Mertz takes the stand

Anthony B. Mertz took the stand Monday, recalling for the jury an unhappy childhood filled with abuse and neglect, as well as why he “enjoyed” being a Marine.

Wearing a tan suit and blue dress shirt, Mertz looked the part of any young man as he testified on his own behalf, in hopes the jury will not send down a death penalty sentence at the conclusion of this sentencing hearing.

Mertz will continue his testimony at 9 a.m. in Courtroom 1 of the Coles County Courthouse. He was found guilty of murdering Shannon McNamara on June 12, 2001. He also was found guilty of aggravated criminal sexual assault and home invasion.

Mertz testified Monday that he had spent most of his very early childhood living with his grandmother, after he and his two older sisters were taken away from their biological mother.

“I don’t recall ever seeing her,” he said.

“Everything was perfect,” for the children when they lived with their grandparents, Mertz said. He only remembers being reprimanded once while living with them, and never being physically hit.

He said he attended the Rossville Methodist Church every Sunday for 13 years with his grandmother and continued attending the church occasionally until the week before he was arrested.

Mertz’s older sisters, Christina and Brandy, moved into their father’s house a few years after they were placed with their grandparents, with Mertz following about two years later. The children’s father remarried and wanted them to live with him.

Mertz said he had seen his father only a few times, two or three, before moving to his house. He became teary as he explained that it was difficult for him at the time to understand that he had parents other than his grandparents.

“I really didn’t understand it,” he said.

He testified to having been sexually abused and molested by his stepsister, Rose, who was 6 or 7 years older than him. He said he now holds “a general contempt and dislike of her.” At the time of the abuse Mertz said he was 8 or 9 years old.

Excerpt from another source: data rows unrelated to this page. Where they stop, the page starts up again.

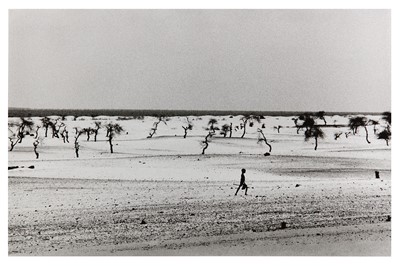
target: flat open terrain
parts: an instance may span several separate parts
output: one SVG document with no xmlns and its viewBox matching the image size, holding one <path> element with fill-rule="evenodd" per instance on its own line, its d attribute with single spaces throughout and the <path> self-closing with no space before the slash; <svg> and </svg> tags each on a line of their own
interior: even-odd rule
<svg viewBox="0 0 400 266">
<path fill-rule="evenodd" d="M 101 129 L 97 142 L 79 138 L 80 158 L 73 127 L 117 117 L 67 117 L 70 143 L 51 138 L 51 130 L 43 138 L 41 128 L 40 159 L 26 137 L 9 152 L 9 166 L 19 166 L 9 170 L 9 254 L 391 254 L 390 146 L 372 126 L 371 144 L 364 130 L 334 140 L 348 129 L 323 128 L 315 151 L 291 117 L 266 117 L 271 156 L 257 143 L 258 123 L 243 139 L 240 129 L 232 138 L 213 137 L 201 155 L 209 118 L 189 117 L 194 128 L 186 139 L 184 117 L 159 124 L 151 139 L 156 118 L 119 119 L 125 131 L 115 138 L 115 153 Z M 216 118 L 219 127 L 240 122 Z M 346 121 L 327 117 L 328 124 Z M 234 196 L 242 168 L 250 189 Z"/>
</svg>

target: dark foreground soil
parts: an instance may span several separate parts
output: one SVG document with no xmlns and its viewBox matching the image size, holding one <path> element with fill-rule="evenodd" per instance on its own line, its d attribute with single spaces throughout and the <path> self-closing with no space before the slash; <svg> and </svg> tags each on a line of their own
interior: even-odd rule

“I had no idea what sex was — you have no sexual desire to women, you’re still in the ‘ick’ stage,” he said. “I’ve blocked most of it out, quite frankly.”

Mertz became choked up as he explained what he could remember of the abuse.

“It happened several times that summer,” he said.

The encounters stopped after his father interrupted one time. Mertz was not sure his father knew what was going on, but his stepsister stopped the abuse.

In his father’s house, he shared a bedroom with his stepbrother and lived with his sisters and one stepsister. He said it was easy to see who his stepmother preferred.

“It was obvious there was a different way me and my sisters were treated,” he said.

He said he often was blamed for things his stepbrother did, and was beaten for the infractions many times. He also said his oldest sister, Christina, would try to shift blame from him onto herself to protect him.

“She basically was my mother while I lived there,” Mertz said.

His father did not do most of the discipline himself, but Mertz did remember one time when he was reprimanded, even though he was unsure of what he had done wrong.

“Dad came flying out of the garage, pulled his belt off and started beating me,” he said.

He also said he remembered seeing his father punch his stepmother in the nose on one occasion.

Mertz said he spent a month of each summer at church camp.

“Any excuse not to be home was a good excuse,” he said.

Mertz recalled drinking alcohol on a regular basis, beginning as early as the seventh grade. He also said he smoked marijuana before school and during lunch through the eighth grade.

He began experiencing blackouts from drinking in the eighth grade, beginning the night of his eighth-grade graduation. Friends told him the next day that he had been crying, saying no one loved him, and that he had nearly been hit by a semi-trailer truck.

“I basically walked out and laid down in the road,” he said.

He recalled the one and only fight he’d been in during high school, and said he had tried not to fight the other teenager. He said the other boy continued to confront him and he finally gave in. He said that was one of his only fond memories from high school.

“Graduation –(and) probably as bad as it sounds, the fight with Brad” were what he remembered as the best moments of high school, he said.

His only goal after graduation was to leave his father’s house, he said. He signed up to join the Marines as soon as he graduated one year before his graduation.

He said he found the first day of boot camp “slightly amusing,” and that if a person follows orders in boot camp they would be “OK.”

Boot camp lasted 12 weeks, and was a “quasi-brain washing,” he said.

“I enjoyed it,” Mertz testified. “It was the first really regimented lifestyle I ever had.”